One penalty for having to low morale to often (having it to low once is too harsh, having it too low continuously is to easy to avoid) could be a pseudo depression effect that lowers your intelligence, learning and crafting just seems to pointless to pay attention to, it could be made worse by continuing to have too low morale most of the time, while improved by having quite high morale most of the time, for a few days. Why do I call it pseudo depression, well depression doesn’t work like this, keeping happy or having bad things happen is not necessarily the way it is working, also if i remember correctly there is already depression in the game so it should probable go under another name, like pointlessness or something better.

/Zorbeltuss

[quote=“Zorbeltuss, post:10, topic:6933”]One penalty for having to low morale to often (having it to low once is too harsh, having it too low continuously is to easy to avoid) could be a pseudo depression effect that lowers your intelligence, learning and crafting just seems to pointless to pay attention to, it could be made worse by continuing to have too low morale most of the time, while improved by having quite high morale most of the time, for a few days. Why do I call it pseudo depression, well depression doesn’t work like this, keeping happy or having bad things happen is not necessarily the way it is working, also if i remember correctly there is already depression in the game so it should probable go under another name, like pointlessness or something better.

/Zorbeltuss[/quote]

Yeah, you take stat drops at -100 morale and below, IIRC. Same with stat bonuses at +100 and above.

Speaking from experience: depression would be more along the lines of diminished/reversed(!) effects of morale-boosting things.

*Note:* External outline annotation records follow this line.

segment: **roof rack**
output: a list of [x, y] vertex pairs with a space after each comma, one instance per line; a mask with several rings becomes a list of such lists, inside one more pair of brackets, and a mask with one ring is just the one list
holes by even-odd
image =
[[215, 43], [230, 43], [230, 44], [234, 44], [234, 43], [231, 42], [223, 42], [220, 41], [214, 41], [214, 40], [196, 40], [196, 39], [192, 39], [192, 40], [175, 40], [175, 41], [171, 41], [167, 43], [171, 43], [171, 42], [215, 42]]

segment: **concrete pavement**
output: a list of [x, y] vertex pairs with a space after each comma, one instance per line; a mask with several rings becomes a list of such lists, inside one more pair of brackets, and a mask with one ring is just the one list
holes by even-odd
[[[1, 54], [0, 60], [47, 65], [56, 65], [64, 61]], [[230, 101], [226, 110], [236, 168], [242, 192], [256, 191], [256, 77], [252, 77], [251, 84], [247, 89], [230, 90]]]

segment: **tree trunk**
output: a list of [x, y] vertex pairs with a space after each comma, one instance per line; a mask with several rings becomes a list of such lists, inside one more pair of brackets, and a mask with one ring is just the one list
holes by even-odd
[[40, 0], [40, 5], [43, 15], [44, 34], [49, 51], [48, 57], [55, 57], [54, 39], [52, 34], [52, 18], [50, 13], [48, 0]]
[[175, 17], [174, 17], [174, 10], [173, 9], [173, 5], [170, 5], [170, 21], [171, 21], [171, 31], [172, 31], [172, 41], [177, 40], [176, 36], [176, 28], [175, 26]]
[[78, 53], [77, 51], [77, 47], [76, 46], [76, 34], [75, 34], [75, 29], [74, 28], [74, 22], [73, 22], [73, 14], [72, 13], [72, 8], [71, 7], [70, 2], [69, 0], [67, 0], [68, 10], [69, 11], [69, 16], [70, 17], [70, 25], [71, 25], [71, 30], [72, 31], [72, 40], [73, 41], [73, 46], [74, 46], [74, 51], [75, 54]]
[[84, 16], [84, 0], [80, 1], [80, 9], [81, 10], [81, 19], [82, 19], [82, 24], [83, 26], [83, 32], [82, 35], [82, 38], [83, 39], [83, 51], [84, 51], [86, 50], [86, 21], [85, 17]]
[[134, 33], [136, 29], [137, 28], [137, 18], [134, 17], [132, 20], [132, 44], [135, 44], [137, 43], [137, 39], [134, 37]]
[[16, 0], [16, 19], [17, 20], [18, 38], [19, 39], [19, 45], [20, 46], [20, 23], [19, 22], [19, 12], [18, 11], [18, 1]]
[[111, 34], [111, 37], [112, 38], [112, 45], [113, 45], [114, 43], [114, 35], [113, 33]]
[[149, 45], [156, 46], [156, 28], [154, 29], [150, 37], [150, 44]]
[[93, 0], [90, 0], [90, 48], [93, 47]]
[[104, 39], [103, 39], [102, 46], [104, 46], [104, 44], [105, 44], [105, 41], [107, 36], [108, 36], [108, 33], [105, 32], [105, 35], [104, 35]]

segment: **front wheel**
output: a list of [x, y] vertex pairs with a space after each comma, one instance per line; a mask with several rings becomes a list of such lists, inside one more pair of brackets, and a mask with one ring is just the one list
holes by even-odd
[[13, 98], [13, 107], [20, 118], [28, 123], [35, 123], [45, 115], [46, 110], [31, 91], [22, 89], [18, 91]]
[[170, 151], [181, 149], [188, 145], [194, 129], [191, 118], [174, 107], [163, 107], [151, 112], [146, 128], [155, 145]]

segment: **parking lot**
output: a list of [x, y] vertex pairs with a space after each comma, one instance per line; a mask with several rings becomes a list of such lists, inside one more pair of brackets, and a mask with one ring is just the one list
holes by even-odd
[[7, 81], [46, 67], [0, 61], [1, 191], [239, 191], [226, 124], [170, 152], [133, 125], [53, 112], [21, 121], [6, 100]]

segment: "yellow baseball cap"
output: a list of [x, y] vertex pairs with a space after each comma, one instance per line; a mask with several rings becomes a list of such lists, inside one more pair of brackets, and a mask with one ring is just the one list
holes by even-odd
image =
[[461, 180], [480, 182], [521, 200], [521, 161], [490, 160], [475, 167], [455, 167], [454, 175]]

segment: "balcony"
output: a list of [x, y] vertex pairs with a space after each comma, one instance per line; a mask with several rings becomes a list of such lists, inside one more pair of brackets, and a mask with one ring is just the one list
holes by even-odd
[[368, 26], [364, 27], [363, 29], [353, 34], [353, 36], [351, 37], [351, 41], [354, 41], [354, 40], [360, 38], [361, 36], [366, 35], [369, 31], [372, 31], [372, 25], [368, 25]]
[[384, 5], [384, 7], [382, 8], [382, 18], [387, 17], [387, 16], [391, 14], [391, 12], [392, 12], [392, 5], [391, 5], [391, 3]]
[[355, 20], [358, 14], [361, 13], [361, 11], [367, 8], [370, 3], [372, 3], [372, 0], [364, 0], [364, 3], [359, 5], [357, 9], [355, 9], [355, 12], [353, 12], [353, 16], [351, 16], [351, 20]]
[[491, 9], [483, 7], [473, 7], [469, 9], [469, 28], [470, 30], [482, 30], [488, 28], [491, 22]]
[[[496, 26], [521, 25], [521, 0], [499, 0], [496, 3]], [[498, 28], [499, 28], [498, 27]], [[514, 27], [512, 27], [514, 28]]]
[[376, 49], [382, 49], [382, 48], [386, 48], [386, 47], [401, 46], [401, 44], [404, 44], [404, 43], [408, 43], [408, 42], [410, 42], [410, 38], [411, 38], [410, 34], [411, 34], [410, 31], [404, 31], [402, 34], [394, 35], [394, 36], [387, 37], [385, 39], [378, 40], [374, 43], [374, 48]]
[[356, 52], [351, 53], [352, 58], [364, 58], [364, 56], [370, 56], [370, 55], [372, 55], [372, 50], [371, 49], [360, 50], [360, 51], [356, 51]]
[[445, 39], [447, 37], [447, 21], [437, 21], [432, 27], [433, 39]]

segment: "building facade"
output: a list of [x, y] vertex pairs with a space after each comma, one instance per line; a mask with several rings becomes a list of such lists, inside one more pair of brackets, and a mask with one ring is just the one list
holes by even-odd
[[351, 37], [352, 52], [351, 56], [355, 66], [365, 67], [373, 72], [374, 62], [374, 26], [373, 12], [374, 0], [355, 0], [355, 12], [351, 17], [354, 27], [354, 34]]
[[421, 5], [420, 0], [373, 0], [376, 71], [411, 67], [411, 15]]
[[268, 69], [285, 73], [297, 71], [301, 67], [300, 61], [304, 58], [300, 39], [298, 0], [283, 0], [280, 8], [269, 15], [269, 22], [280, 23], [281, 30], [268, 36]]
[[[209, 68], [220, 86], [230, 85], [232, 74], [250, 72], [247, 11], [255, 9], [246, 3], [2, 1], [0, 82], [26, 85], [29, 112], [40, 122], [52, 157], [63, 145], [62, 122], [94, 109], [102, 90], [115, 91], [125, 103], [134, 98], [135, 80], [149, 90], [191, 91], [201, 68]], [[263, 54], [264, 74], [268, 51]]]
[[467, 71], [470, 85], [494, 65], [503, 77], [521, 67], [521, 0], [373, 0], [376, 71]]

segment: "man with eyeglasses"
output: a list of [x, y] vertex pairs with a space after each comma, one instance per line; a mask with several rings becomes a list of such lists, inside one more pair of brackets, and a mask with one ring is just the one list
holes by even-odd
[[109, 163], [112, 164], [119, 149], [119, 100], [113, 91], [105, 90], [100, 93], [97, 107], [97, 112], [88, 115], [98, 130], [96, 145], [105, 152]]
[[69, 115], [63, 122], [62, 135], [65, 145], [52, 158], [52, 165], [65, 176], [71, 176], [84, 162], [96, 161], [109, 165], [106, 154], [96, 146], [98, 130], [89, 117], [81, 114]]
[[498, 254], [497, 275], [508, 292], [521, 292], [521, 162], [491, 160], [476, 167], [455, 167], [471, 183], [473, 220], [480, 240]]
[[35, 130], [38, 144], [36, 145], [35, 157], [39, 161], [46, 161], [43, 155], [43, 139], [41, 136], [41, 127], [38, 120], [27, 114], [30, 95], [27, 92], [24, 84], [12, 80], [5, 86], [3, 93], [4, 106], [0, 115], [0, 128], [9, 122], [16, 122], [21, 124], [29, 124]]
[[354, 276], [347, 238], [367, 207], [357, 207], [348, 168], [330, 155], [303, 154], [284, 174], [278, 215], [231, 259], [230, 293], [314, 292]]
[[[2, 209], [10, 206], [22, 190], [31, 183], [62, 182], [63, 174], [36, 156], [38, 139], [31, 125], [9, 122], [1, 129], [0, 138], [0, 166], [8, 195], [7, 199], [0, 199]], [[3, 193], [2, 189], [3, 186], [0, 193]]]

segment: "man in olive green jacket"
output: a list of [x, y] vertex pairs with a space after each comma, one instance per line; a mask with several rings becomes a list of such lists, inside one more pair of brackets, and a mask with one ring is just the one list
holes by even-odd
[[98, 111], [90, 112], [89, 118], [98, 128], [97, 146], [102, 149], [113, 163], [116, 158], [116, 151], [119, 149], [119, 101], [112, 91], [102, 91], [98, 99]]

The Cooked Meat still tastes good, but it doesn’t matter. You could read that recreational book, but all it does is remind you of why you’re a lousy git. (Playboy ain’t happening either, you undesirable wreck!) Why waste batteries in the handheld game? Oh–you’re gonna use the vibrator? What tension do YOU have to work out, you useless jagoff?

Allie Brosh goes into plenty of detail in part 1 and later part 2.

So we’re still not talking about regression; only depression; a hermit’s existence is still a living, altough the frayed ends of sanity don’t always comply with civic perspectives on achievement, and establishing oneself as a whole.